Agosto. Atravessar o país e ver as chagas de floresta queimada por longos e penosos quilómetros na berma da estrada. Terra queimada de um lado e de outro na A1 e aqueles eucaliptos fantasmas, carbonizados mas ainda de pé, lembrando que a monocultura tem preço e a conta chega ano após ano.
Parar. Passar uns dias no campo e, apesar do calor abrasador e da falta de água, ouvir os foguetes de agosto, que nunca cessam, apesar do apertar das proibições. Ver as colunas de fumo no horizonte, felizmente do outro lado do rio, mas a cada dia brotando aqui e ali, lembrando o perigo constante e que amanhã pode ser mais perto.

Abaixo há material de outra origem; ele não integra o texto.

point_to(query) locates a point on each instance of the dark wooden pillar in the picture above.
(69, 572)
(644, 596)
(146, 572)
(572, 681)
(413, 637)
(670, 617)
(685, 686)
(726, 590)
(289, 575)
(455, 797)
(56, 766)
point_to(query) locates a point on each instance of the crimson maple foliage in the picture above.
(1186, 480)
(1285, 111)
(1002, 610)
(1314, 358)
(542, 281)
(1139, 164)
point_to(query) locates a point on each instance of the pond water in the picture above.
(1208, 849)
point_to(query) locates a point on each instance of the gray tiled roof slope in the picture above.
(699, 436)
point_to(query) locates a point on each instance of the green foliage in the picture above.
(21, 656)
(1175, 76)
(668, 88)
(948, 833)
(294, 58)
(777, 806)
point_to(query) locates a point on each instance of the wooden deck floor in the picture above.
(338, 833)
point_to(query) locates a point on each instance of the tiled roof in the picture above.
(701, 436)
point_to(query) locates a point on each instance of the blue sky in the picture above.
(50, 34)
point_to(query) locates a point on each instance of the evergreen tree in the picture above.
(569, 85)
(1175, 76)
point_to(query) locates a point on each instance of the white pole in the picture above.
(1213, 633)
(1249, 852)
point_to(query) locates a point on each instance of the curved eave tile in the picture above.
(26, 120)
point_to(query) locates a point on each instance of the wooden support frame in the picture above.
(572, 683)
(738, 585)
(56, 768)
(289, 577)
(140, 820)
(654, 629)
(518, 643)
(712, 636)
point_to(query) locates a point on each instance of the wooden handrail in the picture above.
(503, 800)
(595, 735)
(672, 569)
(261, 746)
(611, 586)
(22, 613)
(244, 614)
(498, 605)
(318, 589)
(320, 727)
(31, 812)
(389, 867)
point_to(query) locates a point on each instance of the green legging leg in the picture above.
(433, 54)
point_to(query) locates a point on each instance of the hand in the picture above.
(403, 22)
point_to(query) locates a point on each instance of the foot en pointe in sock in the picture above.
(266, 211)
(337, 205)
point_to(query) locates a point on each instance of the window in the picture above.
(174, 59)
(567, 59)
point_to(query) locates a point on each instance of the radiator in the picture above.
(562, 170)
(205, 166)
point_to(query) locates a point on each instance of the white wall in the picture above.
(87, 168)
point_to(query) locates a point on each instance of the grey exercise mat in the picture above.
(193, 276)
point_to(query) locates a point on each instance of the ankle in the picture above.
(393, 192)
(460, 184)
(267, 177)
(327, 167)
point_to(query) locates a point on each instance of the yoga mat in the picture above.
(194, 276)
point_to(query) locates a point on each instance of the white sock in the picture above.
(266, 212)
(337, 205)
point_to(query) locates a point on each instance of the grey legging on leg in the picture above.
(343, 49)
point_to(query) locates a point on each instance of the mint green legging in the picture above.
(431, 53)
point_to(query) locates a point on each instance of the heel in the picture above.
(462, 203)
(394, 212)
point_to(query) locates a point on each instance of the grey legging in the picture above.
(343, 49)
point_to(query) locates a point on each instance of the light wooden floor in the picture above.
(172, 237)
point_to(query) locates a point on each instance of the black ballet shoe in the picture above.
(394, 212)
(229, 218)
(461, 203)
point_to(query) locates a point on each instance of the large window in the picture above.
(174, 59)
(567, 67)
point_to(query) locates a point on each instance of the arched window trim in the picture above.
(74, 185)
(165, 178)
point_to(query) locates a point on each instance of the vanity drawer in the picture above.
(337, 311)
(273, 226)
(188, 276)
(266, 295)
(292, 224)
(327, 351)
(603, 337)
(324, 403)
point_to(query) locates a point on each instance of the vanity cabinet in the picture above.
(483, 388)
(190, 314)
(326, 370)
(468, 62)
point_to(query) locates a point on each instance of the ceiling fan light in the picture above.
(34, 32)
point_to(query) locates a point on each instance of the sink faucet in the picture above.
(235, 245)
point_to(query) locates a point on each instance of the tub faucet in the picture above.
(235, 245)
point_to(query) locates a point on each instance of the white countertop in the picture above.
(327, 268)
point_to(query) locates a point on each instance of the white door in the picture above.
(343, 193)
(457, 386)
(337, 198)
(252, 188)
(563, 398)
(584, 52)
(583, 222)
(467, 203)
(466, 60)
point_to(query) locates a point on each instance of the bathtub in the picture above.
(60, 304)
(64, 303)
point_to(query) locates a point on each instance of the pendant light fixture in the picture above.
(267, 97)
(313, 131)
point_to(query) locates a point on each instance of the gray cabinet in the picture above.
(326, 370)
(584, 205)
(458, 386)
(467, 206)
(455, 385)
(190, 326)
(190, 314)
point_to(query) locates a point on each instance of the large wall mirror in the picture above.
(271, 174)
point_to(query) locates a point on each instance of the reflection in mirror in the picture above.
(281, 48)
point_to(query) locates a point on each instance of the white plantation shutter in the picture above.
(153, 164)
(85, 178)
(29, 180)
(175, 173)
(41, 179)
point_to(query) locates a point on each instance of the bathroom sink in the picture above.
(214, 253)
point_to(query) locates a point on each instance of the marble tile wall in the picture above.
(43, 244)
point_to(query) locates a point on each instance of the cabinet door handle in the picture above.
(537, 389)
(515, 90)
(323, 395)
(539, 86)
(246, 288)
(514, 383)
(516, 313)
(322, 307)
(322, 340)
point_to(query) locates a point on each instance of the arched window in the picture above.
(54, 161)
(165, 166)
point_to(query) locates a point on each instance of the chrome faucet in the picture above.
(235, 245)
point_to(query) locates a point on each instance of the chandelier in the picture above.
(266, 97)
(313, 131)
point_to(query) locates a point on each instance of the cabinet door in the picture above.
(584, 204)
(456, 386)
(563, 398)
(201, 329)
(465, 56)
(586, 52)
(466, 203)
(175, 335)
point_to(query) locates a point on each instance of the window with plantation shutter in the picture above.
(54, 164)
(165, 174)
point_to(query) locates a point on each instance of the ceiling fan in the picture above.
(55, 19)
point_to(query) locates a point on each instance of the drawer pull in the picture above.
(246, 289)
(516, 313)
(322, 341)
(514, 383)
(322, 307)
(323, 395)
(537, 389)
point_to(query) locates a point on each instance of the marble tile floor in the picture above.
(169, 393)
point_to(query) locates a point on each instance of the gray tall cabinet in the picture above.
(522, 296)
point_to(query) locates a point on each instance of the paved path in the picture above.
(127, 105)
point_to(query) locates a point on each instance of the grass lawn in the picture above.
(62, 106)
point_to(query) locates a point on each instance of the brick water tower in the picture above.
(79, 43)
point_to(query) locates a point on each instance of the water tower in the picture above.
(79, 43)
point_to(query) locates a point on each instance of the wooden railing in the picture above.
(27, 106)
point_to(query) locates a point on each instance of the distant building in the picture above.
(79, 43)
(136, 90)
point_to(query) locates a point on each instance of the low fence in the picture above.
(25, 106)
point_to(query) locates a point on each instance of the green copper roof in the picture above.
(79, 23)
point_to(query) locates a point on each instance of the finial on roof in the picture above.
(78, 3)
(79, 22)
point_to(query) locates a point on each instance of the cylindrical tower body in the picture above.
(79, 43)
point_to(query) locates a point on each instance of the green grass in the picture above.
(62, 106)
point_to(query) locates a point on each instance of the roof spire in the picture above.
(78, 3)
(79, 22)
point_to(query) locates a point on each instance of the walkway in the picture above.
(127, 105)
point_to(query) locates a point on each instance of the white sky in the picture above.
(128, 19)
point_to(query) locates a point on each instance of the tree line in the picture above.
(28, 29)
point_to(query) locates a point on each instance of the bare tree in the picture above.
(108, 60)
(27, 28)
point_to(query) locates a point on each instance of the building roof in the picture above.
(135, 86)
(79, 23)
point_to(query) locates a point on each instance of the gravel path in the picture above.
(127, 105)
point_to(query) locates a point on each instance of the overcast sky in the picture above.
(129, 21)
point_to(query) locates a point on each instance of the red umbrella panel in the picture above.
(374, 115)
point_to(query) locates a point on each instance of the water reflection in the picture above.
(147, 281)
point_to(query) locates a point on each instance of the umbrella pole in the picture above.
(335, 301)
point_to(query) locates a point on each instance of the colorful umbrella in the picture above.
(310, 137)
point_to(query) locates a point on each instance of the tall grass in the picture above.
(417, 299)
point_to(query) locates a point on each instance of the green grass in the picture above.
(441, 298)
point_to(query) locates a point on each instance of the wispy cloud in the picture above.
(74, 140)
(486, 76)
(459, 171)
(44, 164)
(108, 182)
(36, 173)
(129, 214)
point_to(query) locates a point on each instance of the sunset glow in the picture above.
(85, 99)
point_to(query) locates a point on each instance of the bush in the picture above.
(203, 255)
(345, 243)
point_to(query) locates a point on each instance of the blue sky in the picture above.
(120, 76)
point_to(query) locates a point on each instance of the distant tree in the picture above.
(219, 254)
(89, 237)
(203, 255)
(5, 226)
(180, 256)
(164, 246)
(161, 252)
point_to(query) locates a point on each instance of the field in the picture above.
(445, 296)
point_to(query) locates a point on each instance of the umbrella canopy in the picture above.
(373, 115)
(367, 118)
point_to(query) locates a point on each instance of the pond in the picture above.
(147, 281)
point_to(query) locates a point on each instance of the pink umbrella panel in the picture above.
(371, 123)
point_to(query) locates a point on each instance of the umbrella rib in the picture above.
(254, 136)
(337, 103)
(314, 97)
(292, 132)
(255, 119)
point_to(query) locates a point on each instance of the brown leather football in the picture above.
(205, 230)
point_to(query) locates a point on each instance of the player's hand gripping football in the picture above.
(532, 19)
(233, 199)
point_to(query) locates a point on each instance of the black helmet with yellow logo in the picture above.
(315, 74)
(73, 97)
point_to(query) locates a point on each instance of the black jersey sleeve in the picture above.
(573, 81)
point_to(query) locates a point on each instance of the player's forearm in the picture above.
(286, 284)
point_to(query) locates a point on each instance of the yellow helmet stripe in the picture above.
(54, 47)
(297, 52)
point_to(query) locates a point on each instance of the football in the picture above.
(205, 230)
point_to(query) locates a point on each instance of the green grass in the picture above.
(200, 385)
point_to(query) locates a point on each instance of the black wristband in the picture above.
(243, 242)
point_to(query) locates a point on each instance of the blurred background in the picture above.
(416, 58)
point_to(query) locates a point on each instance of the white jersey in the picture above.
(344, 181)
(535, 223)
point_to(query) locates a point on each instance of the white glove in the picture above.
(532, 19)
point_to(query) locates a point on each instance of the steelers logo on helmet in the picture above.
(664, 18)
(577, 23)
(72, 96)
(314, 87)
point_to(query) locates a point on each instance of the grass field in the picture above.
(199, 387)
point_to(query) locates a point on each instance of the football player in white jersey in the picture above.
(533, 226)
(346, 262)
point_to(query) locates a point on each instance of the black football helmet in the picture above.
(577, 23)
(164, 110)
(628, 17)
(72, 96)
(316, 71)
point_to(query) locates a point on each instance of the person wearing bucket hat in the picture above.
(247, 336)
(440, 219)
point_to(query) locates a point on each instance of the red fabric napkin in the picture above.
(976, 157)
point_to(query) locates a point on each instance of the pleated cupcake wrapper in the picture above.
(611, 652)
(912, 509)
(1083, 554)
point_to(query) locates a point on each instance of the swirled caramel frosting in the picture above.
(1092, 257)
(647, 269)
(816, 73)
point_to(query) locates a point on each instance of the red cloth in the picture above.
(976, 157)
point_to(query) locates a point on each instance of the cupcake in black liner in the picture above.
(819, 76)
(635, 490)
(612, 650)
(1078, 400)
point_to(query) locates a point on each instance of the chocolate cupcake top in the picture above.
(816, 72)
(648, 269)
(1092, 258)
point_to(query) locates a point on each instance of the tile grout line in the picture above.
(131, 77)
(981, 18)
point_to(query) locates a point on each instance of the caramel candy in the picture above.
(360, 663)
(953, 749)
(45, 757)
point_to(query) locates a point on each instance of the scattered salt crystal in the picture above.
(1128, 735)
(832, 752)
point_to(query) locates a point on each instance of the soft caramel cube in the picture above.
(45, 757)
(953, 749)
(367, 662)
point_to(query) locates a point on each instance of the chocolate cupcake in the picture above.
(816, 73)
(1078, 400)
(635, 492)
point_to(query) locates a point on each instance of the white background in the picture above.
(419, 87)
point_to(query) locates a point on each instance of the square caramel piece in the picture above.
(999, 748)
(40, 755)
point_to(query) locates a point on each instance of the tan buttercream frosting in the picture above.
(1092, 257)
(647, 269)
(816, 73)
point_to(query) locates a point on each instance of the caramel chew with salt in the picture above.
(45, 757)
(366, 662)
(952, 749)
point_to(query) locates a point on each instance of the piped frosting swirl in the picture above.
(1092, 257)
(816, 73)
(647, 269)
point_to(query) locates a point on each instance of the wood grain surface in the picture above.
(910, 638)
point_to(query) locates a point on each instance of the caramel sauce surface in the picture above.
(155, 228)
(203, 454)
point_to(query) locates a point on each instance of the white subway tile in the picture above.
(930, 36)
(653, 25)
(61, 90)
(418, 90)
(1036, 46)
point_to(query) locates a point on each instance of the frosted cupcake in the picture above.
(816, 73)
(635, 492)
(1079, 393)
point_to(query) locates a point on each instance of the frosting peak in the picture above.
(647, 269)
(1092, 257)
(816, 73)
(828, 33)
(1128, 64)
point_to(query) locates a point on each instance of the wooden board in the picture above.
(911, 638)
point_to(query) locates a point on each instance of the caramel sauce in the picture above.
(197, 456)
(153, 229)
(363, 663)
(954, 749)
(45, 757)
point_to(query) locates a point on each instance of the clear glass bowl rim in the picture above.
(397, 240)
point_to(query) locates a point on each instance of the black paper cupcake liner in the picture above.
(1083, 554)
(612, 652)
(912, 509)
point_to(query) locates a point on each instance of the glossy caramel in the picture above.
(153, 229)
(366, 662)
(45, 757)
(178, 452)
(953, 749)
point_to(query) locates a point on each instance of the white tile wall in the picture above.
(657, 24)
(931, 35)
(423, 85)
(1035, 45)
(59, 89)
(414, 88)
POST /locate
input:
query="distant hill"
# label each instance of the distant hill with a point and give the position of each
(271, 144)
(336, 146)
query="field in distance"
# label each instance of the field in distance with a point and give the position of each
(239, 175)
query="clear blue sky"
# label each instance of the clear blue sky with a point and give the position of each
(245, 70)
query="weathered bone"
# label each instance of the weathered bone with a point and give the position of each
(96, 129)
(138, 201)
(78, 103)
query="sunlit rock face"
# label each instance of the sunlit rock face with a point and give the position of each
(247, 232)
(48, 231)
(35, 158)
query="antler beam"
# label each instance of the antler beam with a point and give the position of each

Sentir o cheiro a fumo na brisa, constantemente. A luz que escurece, ficando ocre, porque a nuvem escura se intromete diante do sol. Deixar de ouvir o ruído a água corrente, que outrora era ininterrupto, nas bicas do tanque, alimentado a água da mina, mas que este ano não jorram, nem sequer pingam, num mau presságio opressivo.
Pensar que este pode ser (como diz um jovem ativista na Internet) o mais fresco verão do resto das nossas vidas e, inevitavelmente, começar a sofrer de (como se diz agora) ansiedade climática. Olhar para o meu filho, sabendo que quando ele tiver a minha idade, provavelmente, vai ter o acesso à água muito limitado, terá mais plástico do que peixe nos oceanos e as perspetivas de futuro muito condicionadas pelas consequências da crise climática. A imprevisibilidade do clima já afeta, mas afetará ainda mais as colheitas, as possibilidades de sobrevivência, a geopolítica e por tudo isso a vida quotidiana, de uma forma muito mais profunda do que podemos prever.
E ainda assim, agosto. Tentar descansar. Recuperar o elo com o tempo. Sentir que o silêncio é bálsamo e não vazio. Reprogramar o espírito para conseguir valorizar o ócio, como estímulo e não como inoperância. Estar em paz com o tédio e fazer dele campo de criação, como as crianças do passado. Sacudir dos ombros a tensão da hiperprodutividade. Esquecer o telefone algures e não procurar. Ler.
Mergulhar em água doce e relembrar como é, de facto, doce. (Parece óbvio, mas não é de todo). Reconectar com o corpo, mas com o prazer, não mais com a dor. Colher os primeiros figos do ano. Lembrar como sabem a beijos. Colher os primeiros tomates do ano. Lembrar que são frutos (de tão doces). Cozinhar sem pressa. Fazer um bolo para o lanche, mesmo sem jeito, mesmo sem hábito. Só para ter o pretexto de estender a toalha para o lanche e fazer limonada. Estar a gosto. (Apesar do Mundo).